Yeah, we hit a single-day total of 189 Covid cases on Saturday. Yeah, our seven-day total is nearing the peak levels of March. Yeah, as schools reopen around the country, we’re getting reports of Covid outbreaks. Yeah, Covid cases among young children are peaking. Yeah, it looks like vaccines are less effective than believed at preventing severe illness. Yeah, the Centers for Disease Control says that universal masking should be practiced in schools. Yeah, a single teacher who briefly umasked apparently spread Covid to a couple dozen kids. Yeah, Vermont schools are reopening with no mask mandate. Yeah, Vermont has the highest proportion of childhood Covid of the 50 states. Yeah, school boards across the state are being harassed by unruly anti-maskers. Yeah, there’s a story or three every damn day that gives you pause.
But please ignore the sea of red flags. Nothing to see here. According to the Scott administration.
I know, there’s plenty of evidence on the other side. I wouldn’t be surprised if the Delta variant dwindles away as projected. It’s quite possible we’re going to get through this with a minimum amount of damage. But what if we don’t? The situation seems to call for vigilance and an abundance of caution.
The most concerning thing for me, as a senior citizen with risk factors, is the news that vaccines are less effective at preventing hospitalizations than was previously believed. There’s also a study showing that vaccine protection isn’t as strong among the immunocompromised. That’s a lot of folks who may not be as safe as they thought.
For Vermonters as a whole, the big worry is the potential for widespread illness among children. With kids under 12 still unvaccinated, every elementary school and child care facility is an outbreak waiting to happen. Let’s run down some back-to-school bad news… after the jump.
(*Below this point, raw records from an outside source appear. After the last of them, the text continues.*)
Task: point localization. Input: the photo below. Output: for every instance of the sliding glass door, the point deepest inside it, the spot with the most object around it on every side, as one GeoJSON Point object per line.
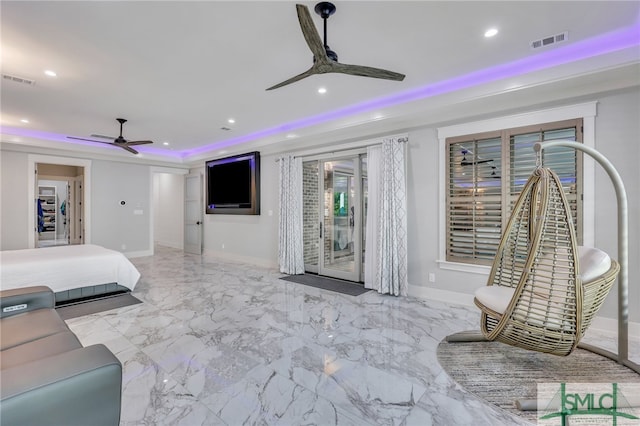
{"type": "Point", "coordinates": [334, 210]}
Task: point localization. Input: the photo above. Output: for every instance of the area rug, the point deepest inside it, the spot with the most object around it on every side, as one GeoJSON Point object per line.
{"type": "Point", "coordinates": [501, 374]}
{"type": "Point", "coordinates": [325, 283]}
{"type": "Point", "coordinates": [94, 306]}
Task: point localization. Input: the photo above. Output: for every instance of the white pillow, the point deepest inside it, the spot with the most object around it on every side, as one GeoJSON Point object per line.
{"type": "Point", "coordinates": [593, 263]}
{"type": "Point", "coordinates": [495, 297]}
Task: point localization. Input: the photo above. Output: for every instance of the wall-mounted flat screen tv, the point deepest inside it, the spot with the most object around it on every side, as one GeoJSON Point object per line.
{"type": "Point", "coordinates": [233, 184]}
Here’s a good one. A teacher in Marin County, California took off her mask to read a story to her class. Turned out she was Covid-positive. And 26 others followed, including 22 of her 24 students. The kids who sat closest to the teacher were most likely to succumb. The teacher was unvaccinated, of course. This is only one case, but it shows the consequences of letting your guard down for even a moment. Still, the Scott administration refuses to follow the CDC’s advice to mandate masks in schools.
Nationally, the number of Covid cases among children rose by 427% in a one-month period from late July to late August — just in time for back-to-school! Health Commissioner Dr. Mark Levine likes to call the Delta wave “a pandemic of the unvaccinated.” That’s supposed to be reassuring, but “the unvaccinated” includes all children 12 and younger.
Among the 50 states, according to the American Academy of Pediatrics, Vermont has the highest percentage of all Covid cases that were children. Now, Vermont has one of the lowest total numbers of childhood Covid, but it has the highest percentage of all its cases. Nationwide, children account for slightly less than 15% of all cases; in Vermont, that’s 23%. The likely explanation: We have a high rate of adult and teen vaccination, so our children constitute a large proportion of the unvaccinated. Which, again, ought to raise concerns about reopening schools without a mask mandate.
Meanwhile, according to VTDigger, the state is lagging in reporting Covid cases in schools. Several schools have reported positive tests among children, but there is no central repository for statewide figures. And there won’t be until mid-September. Until then, we won’t know how bad the situation is. By then, it may be too late to prevent serious outbreaks.
Finally, in the absence of state mandates, the onus has fallen to public school boards and child care providers. They’ve had to make the tough calls, and they’re taking the heat from small but very noisy groups of anti-maskers.
The situation cries out for leadership. Gov. Phil Scott claims he can’t impose mandates unless he declares a state of emergency, and he doesn’t believe the current situation constitutes an emergency.
And yes, we’re not in an emergency. Yet. Trouble is, we won’t know we’re in an emergency until it’s too late.